I use the period name with the current modern jurisdictional name in
brackets. Even then the jurisdiction name used also varies by type of record.
This is a whole area of genealogy that probably will never be
satisfactorily defined as to what's right and wrong.
There's a good article on this latter question (period name or modern one)
that I've been planning to start a discussion about on another list.
----- Original Message -----
From: _Stephen Danko_ (mailto:stephen at stephendanko.com)
To: _Rolgeiger at aol.com_ (mailto:Rolgeiger at aol.com) ;
_apgmembersonlylist at apgen.org_ (mailto:apgmembersonlylist at apgen.org) ;
_apgpubliclist at apgen.org_ (mailto:apgpubliclist at apgen.org)
Sent: Sunday, October 24, 2010 4:02 AM
Subject: Re: [APG Members] [APG Public List] translate place names
I have been struggling with this same issue with place names in Poland. I
have decided that the language in which I will spell place names depends
on the target audience. If I am writing for an English speaking audience, I
translate place names into English. If I am writing for a Polish speaking
audience, I use Polish language place names. (By audience, I don't mean
just the audience at a lecture, but also the readers of my written work.)

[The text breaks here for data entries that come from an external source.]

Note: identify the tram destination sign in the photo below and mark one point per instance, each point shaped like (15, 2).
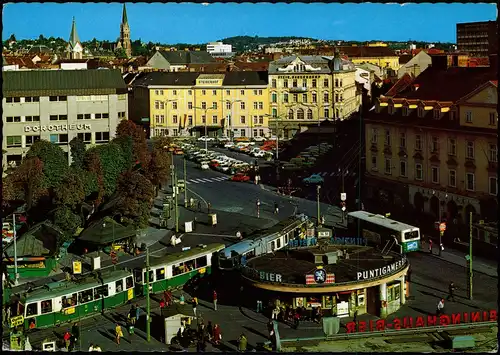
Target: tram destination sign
(381, 271)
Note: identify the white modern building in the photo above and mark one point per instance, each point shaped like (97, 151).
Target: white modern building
(58, 105)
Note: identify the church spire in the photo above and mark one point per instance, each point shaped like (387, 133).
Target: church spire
(73, 37)
(124, 15)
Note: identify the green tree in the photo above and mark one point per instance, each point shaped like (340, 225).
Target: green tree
(137, 198)
(55, 163)
(77, 152)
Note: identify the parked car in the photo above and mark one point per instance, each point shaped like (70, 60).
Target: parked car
(240, 177)
(313, 179)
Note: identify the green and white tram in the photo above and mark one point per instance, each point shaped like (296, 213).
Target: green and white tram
(175, 270)
(378, 229)
(65, 301)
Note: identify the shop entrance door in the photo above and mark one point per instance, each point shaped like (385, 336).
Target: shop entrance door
(372, 301)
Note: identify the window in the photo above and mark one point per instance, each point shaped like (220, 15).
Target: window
(160, 274)
(46, 306)
(31, 139)
(435, 144)
(387, 166)
(469, 150)
(468, 117)
(493, 118)
(309, 114)
(493, 185)
(402, 168)
(402, 140)
(101, 291)
(119, 286)
(469, 181)
(418, 142)
(14, 141)
(452, 178)
(86, 296)
(374, 136)
(493, 152)
(435, 174)
(101, 137)
(14, 119)
(418, 172)
(32, 119)
(387, 138)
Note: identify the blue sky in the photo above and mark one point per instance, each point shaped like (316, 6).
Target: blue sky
(196, 23)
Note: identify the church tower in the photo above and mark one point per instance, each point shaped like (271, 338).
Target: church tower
(74, 49)
(124, 41)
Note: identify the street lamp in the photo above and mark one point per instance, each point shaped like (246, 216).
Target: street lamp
(206, 118)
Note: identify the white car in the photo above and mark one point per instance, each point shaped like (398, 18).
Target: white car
(206, 139)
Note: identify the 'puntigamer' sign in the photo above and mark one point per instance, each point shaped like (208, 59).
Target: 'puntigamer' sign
(58, 127)
(381, 271)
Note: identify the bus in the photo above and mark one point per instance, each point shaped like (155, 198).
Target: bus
(382, 231)
(176, 269)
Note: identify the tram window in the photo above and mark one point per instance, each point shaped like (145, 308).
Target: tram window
(86, 296)
(201, 261)
(69, 301)
(46, 306)
(129, 282)
(160, 274)
(119, 286)
(101, 291)
(32, 309)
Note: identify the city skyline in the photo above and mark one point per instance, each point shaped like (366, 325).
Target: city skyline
(422, 22)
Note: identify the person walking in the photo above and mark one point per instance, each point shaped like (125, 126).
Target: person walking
(242, 343)
(118, 333)
(451, 291)
(215, 300)
(440, 307)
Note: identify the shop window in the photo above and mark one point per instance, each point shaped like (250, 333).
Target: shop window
(201, 262)
(69, 301)
(101, 291)
(46, 306)
(160, 274)
(32, 309)
(85, 296)
(119, 286)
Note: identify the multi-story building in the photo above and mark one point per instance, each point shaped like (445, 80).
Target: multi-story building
(182, 103)
(479, 39)
(305, 90)
(433, 146)
(59, 105)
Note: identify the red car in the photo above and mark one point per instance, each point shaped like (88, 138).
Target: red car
(240, 177)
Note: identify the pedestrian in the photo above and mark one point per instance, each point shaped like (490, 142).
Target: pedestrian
(215, 300)
(242, 343)
(451, 291)
(194, 303)
(440, 307)
(118, 333)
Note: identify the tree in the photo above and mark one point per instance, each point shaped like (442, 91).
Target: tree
(137, 198)
(71, 191)
(77, 152)
(55, 164)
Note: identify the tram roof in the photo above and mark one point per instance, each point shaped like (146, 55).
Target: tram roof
(380, 220)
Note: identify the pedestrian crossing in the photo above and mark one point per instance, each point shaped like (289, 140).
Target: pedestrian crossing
(207, 180)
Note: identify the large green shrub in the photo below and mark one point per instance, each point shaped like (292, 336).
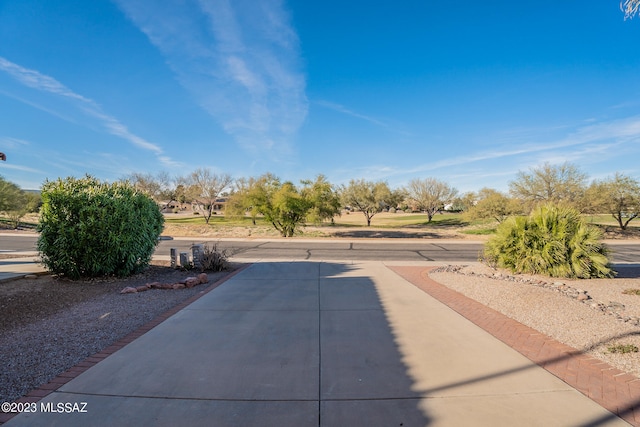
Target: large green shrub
(89, 228)
(554, 241)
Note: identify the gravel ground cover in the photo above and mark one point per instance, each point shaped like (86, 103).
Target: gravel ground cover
(592, 325)
(48, 325)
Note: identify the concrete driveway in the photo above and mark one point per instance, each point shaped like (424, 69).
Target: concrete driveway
(317, 344)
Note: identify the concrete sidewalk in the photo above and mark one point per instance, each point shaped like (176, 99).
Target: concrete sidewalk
(26, 263)
(317, 344)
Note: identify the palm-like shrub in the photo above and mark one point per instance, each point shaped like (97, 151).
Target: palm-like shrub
(554, 241)
(89, 229)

Language differences don't exist for all place names, however. Warszawa in
Polish is spelled Warsaw in English. However, Nowa Wieś in Polish is never
translated as New Village in English (although the kreska "s" ś is not
used in English).
Stephen J. Danko
From: "Rolgeiger at aol.com" <Rolgeiger at aol.com>
To: apgmembersonlylist at apgen.org; apgpubliclist at apgen.org
Sent: Sun, October 24, 2010 12:01:59 AM
Subject: [APG Public List] translate place names
I wonder whether it make sense to translate place names from the origin
language into my own.
Like German Koeln into Cologne or Niedersachsen into Lower Saxony. Or
Bavaria which originally is Bayern.
I think it leads into trouble once I have to do with orignal documents
from that area for they will not have translated their names into any other
I realize that Cologne is about the way an English speaking person would
pronounce the German sound "Koeln". But doing research about emigrants in
upstate New York, I don't translate for example "Perkinsville, New York" into
"Perkinsweiler, Neu York". Would not make sense for no records exist with
"Perkinsweiler" but all with "Perkinsville".
Same with names having a "sch" which are pretty much often transformed
into the common Englisch "sh".
Mit freundlichen Gruessen
Roland Geiger, St. Wendel, Deutschland (= Germany)
PS: Sorry, I just got up and had had no coffee yet. Otherwise I may not
have asked that question.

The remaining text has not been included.